Wednesday, March 16, 2011
March It Up!
"Tomorrow's" update took a while to write, eh? I'm just going to skip the Mini-Camp post, but know that it was brutal. We did lower body exercises just about every day, so I was pretty sore all week. Last week was Spring Break in Cobb County, so SIU had a true off week. I planned to get out and jog Monday, Wednesday, and Friday morning before work but only made it out on Monday. Normally I never hit the snooze on my alarm. Last week was a different story. My bed felt too good to leave when I had the opportunity to stay under the covers for a few more minutes. A positive side effect from the week off is that my ankle is feeling better. I haven't noticed it the past 2 workouts which is the first time since January 20th!
That brings us to this month's boot camp. I'm beginning the camp weighing 344 pounds. This is down 4 pounds from my March 3 post and 22 pounds since January started. My weight has consistently dropped 2 pounds per week for a while now, so I hope I can keep it going at least at that pace. It can be frustrating hearing about other people losing huge poundage in a week or month, but my weight is coming off safely, the changes I've made are sustainable, and my fitness level has skyrocketed. Not only that, but there is plenty of room to improve my diet still. Last weekend was especially bad and it showed in my Pre-Test fitness results, as you can see below.
Exercise | February 25 | March 14 | Goal |
Mile Run | -- | 14:00 | 12:00 |
Regular Pushups | 35 | 30 | 40 |
Assisted Pushups | 5 | 20 | 10 |
Regular Dips | 19 | -- | 30 |
Assisted Dips | 8 | -- | 10 |
Sit Ups (in 1 minute) | 26 | 22 | 30 |
Planks to failure | 1:50 | 1:20 | 2:00 |
At the end of February we did 55's instead of the mile, and in March we skipped the dips, presumably because we had so many new faces this month that space on the benches were too limited. That's a great problem to have!
The real differences in February and March tests are not likely as severe as the results indicate. Some days are good and some are bad, and Monday definitely felt like a bad day. I mentioned above that I didn't eat well last weekend. SIU's Nutritionist Bethany says food is the gas for your body. If you put junk in, you'll get poor performance. I ate out just about every meal, drank lots of beer, and didn't exercise at all. I'd say that qualifies as junk. Those statistical losses should be quick to recover and may already have. Towards the end of today's workout my body started responding better and it should be no surprise that I ate cleanly since Monday.

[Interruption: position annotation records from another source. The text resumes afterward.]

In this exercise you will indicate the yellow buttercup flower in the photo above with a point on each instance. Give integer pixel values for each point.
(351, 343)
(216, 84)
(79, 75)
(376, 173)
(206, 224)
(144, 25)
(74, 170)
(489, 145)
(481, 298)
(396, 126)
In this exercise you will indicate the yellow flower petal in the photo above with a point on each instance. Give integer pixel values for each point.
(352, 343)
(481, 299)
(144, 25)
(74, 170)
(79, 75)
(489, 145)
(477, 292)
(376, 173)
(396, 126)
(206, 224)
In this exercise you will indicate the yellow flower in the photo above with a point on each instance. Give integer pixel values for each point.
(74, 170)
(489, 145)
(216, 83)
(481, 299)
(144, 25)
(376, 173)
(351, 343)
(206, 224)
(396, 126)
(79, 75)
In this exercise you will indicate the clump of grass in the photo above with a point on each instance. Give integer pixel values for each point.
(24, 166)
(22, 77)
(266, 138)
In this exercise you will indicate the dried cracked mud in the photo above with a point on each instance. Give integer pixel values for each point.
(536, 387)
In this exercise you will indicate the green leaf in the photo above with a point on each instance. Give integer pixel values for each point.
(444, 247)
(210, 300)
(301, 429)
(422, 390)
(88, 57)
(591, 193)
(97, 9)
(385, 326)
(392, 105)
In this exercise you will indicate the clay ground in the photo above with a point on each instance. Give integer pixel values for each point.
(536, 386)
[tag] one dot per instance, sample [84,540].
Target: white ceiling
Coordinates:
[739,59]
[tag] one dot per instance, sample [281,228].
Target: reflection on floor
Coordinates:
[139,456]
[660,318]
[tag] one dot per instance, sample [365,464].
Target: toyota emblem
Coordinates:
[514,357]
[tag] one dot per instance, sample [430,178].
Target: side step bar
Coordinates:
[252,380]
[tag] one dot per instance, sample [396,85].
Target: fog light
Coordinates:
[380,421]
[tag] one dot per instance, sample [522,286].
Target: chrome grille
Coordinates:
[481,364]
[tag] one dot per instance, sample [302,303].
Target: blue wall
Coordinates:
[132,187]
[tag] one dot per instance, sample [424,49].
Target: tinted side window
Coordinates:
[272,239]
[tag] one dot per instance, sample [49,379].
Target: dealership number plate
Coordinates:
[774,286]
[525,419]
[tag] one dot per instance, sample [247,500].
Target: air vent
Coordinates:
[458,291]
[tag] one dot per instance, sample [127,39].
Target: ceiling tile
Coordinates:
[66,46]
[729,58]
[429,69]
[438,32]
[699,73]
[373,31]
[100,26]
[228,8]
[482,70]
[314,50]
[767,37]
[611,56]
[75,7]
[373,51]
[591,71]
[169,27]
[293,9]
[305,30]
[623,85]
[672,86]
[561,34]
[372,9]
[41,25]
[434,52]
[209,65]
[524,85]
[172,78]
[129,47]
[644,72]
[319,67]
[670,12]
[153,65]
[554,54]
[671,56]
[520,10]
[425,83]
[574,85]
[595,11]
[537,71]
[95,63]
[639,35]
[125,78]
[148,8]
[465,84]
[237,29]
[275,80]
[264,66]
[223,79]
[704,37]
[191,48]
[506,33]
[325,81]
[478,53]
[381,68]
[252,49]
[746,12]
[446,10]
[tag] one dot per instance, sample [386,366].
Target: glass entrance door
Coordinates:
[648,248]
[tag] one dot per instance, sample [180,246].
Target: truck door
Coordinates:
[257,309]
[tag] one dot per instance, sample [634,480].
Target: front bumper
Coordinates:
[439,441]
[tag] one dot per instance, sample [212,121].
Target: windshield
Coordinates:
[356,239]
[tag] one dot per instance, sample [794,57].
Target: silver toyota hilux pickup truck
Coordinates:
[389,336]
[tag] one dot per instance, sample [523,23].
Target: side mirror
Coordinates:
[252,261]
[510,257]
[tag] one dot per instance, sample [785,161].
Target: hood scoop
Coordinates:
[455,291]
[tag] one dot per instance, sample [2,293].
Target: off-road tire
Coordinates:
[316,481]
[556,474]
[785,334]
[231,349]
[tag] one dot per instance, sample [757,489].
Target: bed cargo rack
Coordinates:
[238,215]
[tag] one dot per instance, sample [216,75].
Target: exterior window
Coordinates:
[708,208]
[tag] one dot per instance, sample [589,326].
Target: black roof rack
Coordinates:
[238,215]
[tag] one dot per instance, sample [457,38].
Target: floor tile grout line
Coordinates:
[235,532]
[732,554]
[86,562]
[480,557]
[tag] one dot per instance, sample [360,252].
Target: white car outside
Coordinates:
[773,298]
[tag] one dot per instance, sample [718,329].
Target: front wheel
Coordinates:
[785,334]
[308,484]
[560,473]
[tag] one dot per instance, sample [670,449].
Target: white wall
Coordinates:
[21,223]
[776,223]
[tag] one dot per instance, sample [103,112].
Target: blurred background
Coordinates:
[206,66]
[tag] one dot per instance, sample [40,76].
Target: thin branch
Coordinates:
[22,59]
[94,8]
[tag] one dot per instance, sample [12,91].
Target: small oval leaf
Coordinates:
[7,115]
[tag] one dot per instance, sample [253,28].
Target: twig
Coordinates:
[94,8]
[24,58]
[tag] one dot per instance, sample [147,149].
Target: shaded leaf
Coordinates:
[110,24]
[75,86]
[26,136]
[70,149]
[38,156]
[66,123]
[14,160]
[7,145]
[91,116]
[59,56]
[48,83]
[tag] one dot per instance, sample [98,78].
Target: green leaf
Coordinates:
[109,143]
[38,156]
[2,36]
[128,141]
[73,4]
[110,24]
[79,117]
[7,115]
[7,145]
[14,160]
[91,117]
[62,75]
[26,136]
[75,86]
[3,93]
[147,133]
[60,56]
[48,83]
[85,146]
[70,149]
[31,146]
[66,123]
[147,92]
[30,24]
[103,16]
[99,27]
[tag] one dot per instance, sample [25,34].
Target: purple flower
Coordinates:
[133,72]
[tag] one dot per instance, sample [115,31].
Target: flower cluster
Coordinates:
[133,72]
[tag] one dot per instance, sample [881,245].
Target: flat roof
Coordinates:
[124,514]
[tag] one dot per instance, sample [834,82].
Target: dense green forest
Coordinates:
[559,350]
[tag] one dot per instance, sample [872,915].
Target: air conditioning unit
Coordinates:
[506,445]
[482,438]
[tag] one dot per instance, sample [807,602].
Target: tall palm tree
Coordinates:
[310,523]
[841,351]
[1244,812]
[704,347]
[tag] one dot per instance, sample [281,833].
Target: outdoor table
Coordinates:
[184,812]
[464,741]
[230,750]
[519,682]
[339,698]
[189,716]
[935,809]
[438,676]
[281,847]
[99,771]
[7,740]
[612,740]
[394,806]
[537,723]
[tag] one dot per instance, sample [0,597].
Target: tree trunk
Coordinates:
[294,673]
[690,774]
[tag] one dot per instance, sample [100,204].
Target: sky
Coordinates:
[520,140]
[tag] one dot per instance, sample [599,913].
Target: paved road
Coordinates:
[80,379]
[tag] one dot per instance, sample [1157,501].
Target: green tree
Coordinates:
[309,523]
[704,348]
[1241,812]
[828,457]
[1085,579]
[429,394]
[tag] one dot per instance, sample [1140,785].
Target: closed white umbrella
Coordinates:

Check back soon to see my goals for March! It shouldn't take me two weeks to post again, I promise.
Thursday, March 3, 2011
February Recap
After last Friday's workout, I weighed 348 pounds, the same as the previous week's end but down 18 pounds since January. Given that I missed a workout due to work travel and didn't eat particularly well on the road, no gain or loss is about what I'd expect.
You can see the results from my February 25 post-test below. SIU had an off week this week, but Ryan and Danny – from the Whitfield camp – are holding a mini-camp so we don't get fat and lazy. Next week regular camp starts up again so I'm sure we'll pre-test, and I'd guess we'll be outside and swap the mile for the 55s.
Exercise | January 31 | Goal | February 25 | % Change |
Fifty-Fives (55s) | 11.5 | 13 | 13 | +13% |
Regular Pushups | 35 | 40 | 35 | 0% |
Assisted Pushups | 10 | 10 | 5 | -50% |
Regular Dips | 23 | 30 | 19 | -17% |
Assisted Dips | 10 | 10 | 8 | -20% |
Sit Ups (in 1 minute) | 17 | 20 | 26 | +53% |
Planks to failure | 1:04 | 1:15 | 1:50 | +72% |
While I didn't meet my goals for strength, I blew my fitness goals out of the water. My endurance and core strength skyrocketed. Man, I was rocking it to get 13 laps on the 55s. I am not sure how much more room those have to go up before I plateau due to just not being fast enough. I had a sneaking suspicion that sit-ups and planks were going to go up, but I didn't expect that much! Feels great seeing tangible results like that.
I'll have a post after tomorrow's workout about the mini-camp's agony and ecstasy. Agony seems to be winning at the moment.